I have a few questions:
1) How do I disable led? (what is led? a led is AFAIK a small light-diode :)
2) what do you mean by I need to . load the driver? I load it by doing:
modprobe ipw2200
3)I untarred the ipw2200-1.0.2.tgz (md5:a6974b0b7399a53fe497b68bd2fca10a) and
did: cat patchfile | patch -p1 (when in the ipw2200-1.0.2 dir) and the patch
fails as described. We seem to be working on different 1.0.2 release versions?
------- Comment #20 From 2005-04-07 12:00:03 -------
actauly you can use pre 1.0.3 from ketrenos and try i out. by defaul led is 
disabled so if you never enable then you dont have t worry about led.
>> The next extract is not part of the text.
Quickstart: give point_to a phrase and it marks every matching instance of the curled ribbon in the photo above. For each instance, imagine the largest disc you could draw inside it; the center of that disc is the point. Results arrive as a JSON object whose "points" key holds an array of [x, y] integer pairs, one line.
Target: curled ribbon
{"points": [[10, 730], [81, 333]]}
What I 
ment by . load is after you compile your ipw2200 driver dont run
#make install 
instead load the driver from the directory whre you build it
#. load debug=0x43FFF
load is a script in the ipw2200 directory, just make sure to uninstall the old 
ipw2200 driver
#make uninstall 
before you build and install the new driver.
------- Comment #21 From 2005-04-07 12:11:22 -------
I would gladly test 1.0.3-pre.. but the code is not in CVS at SF - and I can't
find ketronos homepage (I presume you mean James Ketrenos - I googled :) - so I
don't know where I can find snapshots of 1.0.3 - or the CVS repository.
------- Comment #22 From 2005-04-11 23:40:53 -------
please verify on 1.0.3
------- Comment #23 From 2005-04-12 00:14:58 -------
I'm sorry I haven't had time to test it - I've moved my location a bit, and
since then it has been a lot more stable, rarely failing.

Still running 1.0.1 with patch though.

I'll test the latest prerelease this week.
------- Comment #24 From 2005-04-21 10:02:39 -------
I finally (sorry for the delay) got to test 1.0.3 - it works without patching,
but it seems to be more unstable.

sometimes I get the firmware error when the connection goes down - but sometimes
I don't - and then I have to rmmod the ipw2200 module, and modprobe it again :(
This didn't happen with 1.0.1 version.

My fixwlan.pl script serves me well - but does not work in the second situation,
where it simply dies (it says unassociated and keeps the link quality to
something that looks valid, but the connection is dead).

I'll gladly test any debugging patch or whatever you'd like me to try.

None of you have this problem when running adhoc - or do you simply not have an
adhoc network to test in?
------- Comment #25 From 2005-04-28 07:28:04 -------
From scrub:
Might be useful to get a firmware dump for 1.0.3 since Mohamed fixed some state
machine race conditions since 1.0.2. That could have changed the root cause of
the error.
------- Comment #26 From 2005-06-05 17:40:39 -------
Hi Mohamed,

Did the firmware fatal patch - http://bughost.org/bugzilla/attachment.cgi?
id=327 - refered to in bug #592 ever make it to version 1.0.4?

I'm wondering whether to ask submitter to retest 1.0.4, or whether to first 
apply the patch to it.
------- Comment #27 From 2005-07-13 13:30:29 -------
According to Mohamed, the firmware fatal patch
http://bughost.org/bugzilla/attachment.cgi?id=327 that was refered to in bug
#592 has been in since 1.0.4.

Klavs, can you please retest with latest version (1.0.5), and provide dmesg
output at debug level 0x43fff.
------- Comment #28 From 2005-11-04 20:29:26 -------
Request testing with latest version and/or close.
------- Comment #29 From 2005-12-07 15:21:10 -------
Presuming fixed in 1.0.8; if not, reopen.